Według ustaleń Wyższego Urzędu Górniczego w Katowicach, w tym przypadku zawinił człowiek a nie natura. Jak wynika z przedstawionego już pod koniec marca raportu komisji, przyczyną wybuchu metanu było zwarcie w jednym z przewodów zasilających urządzenia chłodnicze oraz nagromadzenie metanu spowodowane między innymi nieprawidłowym przewietrzaniem rejonu.
Jak podkreślił prezes WUG-u, Piotr Litwa zawinił człowiek, ponieważ naruszono podstawowe zasady bezpieczeństwa pracy pod ziemią. Zaznaczył, że przy wysokim stężeniu metanu, nawet niewielki błąd mógł spowodować wypadek, a w przypadku Wujka doszło do kilku błędów. Litwa dodał, że choć nie jeden wypadek był już przez WUG badany to, niektóre ustalenia komisji go przeraziły.

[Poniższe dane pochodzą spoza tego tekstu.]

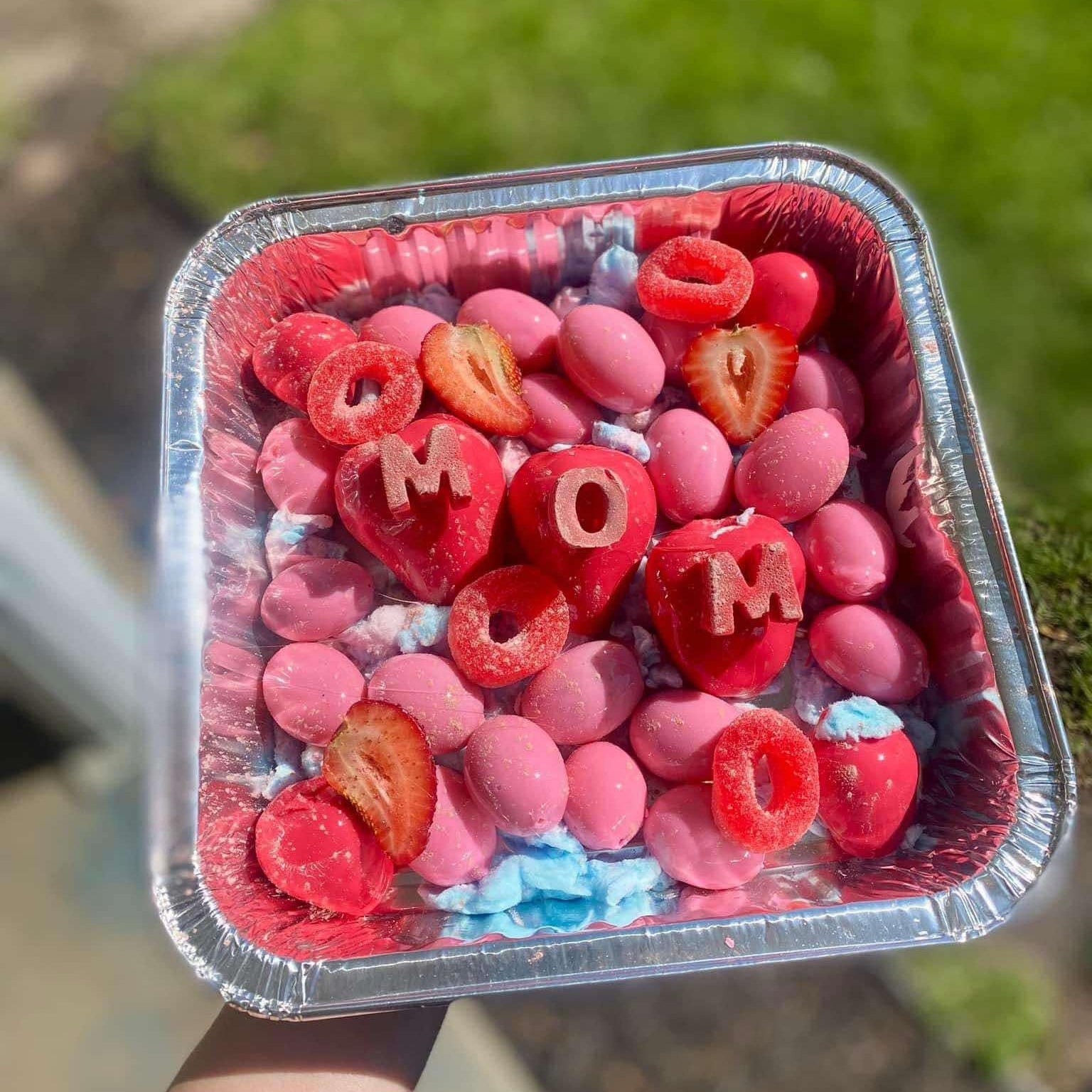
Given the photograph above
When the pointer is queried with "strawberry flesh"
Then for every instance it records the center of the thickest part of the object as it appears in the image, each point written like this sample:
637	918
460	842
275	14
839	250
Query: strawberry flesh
473	372
741	377
379	760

Prezes WUG podkreślił, że znacząco i masowo przekraczano ograniczenia dotyczące liczby górników w strefach niebezpiecznych. Zgodnie z decyzją nadzoru górniczego za naruszenie przepisów i uchybienia, które – według nadzoru górniczego – miały związek z katastrofą odpowiedzą 34 osoby, w tym czterej członkowie kierownictwa kopalni. 10 pracowników zostało już odsuniętych od pełnionych funkcji. Wszyscy nadal pracują w kopalni, ale na innych stanowiskach, co oznacza degradację. W sprawie wciąż prowadzone jest śledztwo prokuratury.